WALKER -- Moondance Jam 12 employee Levi Pritchett sat under an umbrella Thursday afternoon. Under ideal conditions, the umbrella would have shaded him from the sun. During the first two days of this year’s Jam, however, the umbrella was there to keep him dry.
Bloomington, Minn., native Maggie Holmer, working in the same area as Pritchett, got up every so often from her chair to direct traffic and check passes.
By his estimation, 15-year-old Pritchett, is “pretty much the youngest one out here.”
Both Pritchett and Holmer said Jammers generally pay attention to festival employees.
“Yeah … well, pretty much,” Holmer said.
Now and then a Jammer will ignore an employee’s request.
“Not a lot though,” Pritchett added quickly.
While Wednesday and Thursday’s rain showers left some standing water and plenty of mud around the fairgrounds, Pritchett noted most Jammers seemed able to ignore the rain and its aftermath.
“I don’t think it really bothered them,” said Pritchett, of Park Rapids. “The bars were still open.”
Bill Bieloh, who owns and promotes the Jam along with his wife Kathy, said Moondance 12 includes 312 employees working security, maintenance and everything between.
312 employees is the most the Jam has ever had, Bieloh said.
“We have a waiting list of 300 people who want to work this thing,” he added.
He has 12 of what he calls his lieutenants, each of whom heads up a specific area.
“My 12 top people all do their own hiring,” Bieloh said.
The 12 lieutenants are in charge of grounds, vendors, gates, band transportation, fairgrounds security, campground security, backstage, VIP area, hospitality, regional and national acts, saloons, beer and pop gardens and accounting.
Walker resident Nancy Freeman, who is in charge of vendors, has worked at all 12 Jams.
“We’re having a lot of fun,” she said.
As the festival has grown from a tiny affair in 1992 to an event drawing more than 65,000 last year. Jam employees have been left with more work.
“It’s gotten more challenging,” Freeman said.
Mark Kirchoff, of Minneapolis, who’s in charge of regional and national acts, has worked at seven Jams.
“It’s just a great festival,” he said. “The people are great to work with. And of course there’s the music.”
Like Freeman, Kirchoff noted the Jam has gotten more challenging as crowds have swelled.
“It’s the growing pains of a big event,” Kirchoff said. “You attract more and more people each year.
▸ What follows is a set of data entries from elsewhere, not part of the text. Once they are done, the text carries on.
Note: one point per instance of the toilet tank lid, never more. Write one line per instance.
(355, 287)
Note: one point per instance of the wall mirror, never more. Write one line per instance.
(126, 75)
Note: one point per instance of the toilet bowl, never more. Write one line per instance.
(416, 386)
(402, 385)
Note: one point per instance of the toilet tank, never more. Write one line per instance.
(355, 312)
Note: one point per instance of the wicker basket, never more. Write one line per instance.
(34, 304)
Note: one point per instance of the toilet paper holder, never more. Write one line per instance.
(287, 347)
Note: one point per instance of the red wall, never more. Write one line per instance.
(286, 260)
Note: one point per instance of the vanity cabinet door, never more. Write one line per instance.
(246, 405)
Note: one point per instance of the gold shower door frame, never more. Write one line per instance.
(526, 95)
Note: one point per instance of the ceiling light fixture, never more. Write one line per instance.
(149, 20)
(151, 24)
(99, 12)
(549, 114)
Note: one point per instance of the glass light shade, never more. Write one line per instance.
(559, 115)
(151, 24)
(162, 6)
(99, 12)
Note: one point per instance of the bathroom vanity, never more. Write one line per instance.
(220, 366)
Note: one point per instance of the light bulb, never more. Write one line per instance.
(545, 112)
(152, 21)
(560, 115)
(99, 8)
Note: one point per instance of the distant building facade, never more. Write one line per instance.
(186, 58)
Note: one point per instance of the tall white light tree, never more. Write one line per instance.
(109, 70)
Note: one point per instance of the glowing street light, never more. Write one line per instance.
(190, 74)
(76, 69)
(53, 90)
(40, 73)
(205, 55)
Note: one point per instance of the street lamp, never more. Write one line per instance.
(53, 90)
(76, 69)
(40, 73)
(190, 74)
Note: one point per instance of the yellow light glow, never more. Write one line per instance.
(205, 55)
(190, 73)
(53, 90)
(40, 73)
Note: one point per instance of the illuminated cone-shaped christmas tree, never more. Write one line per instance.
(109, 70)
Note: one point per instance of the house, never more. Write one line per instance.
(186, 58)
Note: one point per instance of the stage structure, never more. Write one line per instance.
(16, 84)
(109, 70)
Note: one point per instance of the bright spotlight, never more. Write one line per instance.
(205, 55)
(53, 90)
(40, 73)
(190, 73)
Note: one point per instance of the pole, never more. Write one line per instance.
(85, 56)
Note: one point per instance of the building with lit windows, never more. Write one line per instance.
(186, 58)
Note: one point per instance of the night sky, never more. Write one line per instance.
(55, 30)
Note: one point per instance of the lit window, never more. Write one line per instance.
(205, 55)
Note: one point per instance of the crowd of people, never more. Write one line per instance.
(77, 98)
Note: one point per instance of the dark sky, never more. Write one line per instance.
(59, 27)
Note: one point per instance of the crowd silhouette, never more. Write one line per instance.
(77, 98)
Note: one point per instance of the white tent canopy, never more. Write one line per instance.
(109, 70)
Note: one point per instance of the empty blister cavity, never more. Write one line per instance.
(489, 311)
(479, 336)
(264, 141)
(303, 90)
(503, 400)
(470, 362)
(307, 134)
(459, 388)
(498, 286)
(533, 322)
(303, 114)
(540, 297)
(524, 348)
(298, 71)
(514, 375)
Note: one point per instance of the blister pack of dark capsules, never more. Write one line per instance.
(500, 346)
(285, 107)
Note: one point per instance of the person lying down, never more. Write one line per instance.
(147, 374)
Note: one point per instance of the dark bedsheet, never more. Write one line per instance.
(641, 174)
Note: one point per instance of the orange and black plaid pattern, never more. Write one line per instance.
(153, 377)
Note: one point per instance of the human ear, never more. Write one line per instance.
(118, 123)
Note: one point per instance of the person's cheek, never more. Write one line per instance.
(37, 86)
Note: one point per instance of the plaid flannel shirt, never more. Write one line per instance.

Those are the fun challenges.”
Dave Nelson, a recent Walker-Hackensack-Akeley High School graduate, is bartending at this year’s Jam.
Since the Bielohs are also Nelson’s aunt and uncle, he figures he’s attended every Jam and worked at five.
“I work out here all summer too,” Nelson said.
Before and after the Jam, Nelson works at the fairgrounds mowing the grass and handling other maintenance work.
Nelson, who will be a freshman this fall the University of Minnesota-Duluth, intends to keep working at the Jam.
“Moondance is awesome,” he said.
Pat Eischens, also a Walker area resident, has worked at eight Jams.
Eischens is in charge of the grounds.
In the days leading up to the Jam, Eischens played a key role in making sure set up went smoothly.
When asked why he keeps coming back to the Jam, he responded: “Because it’s a blast.”
To Eischens, Wednesday and Thursday’s weather didn’t seem to impact anyone’s fun.
“It’s a challenge,” Eischens said. “We have such a great staff it all comes together.”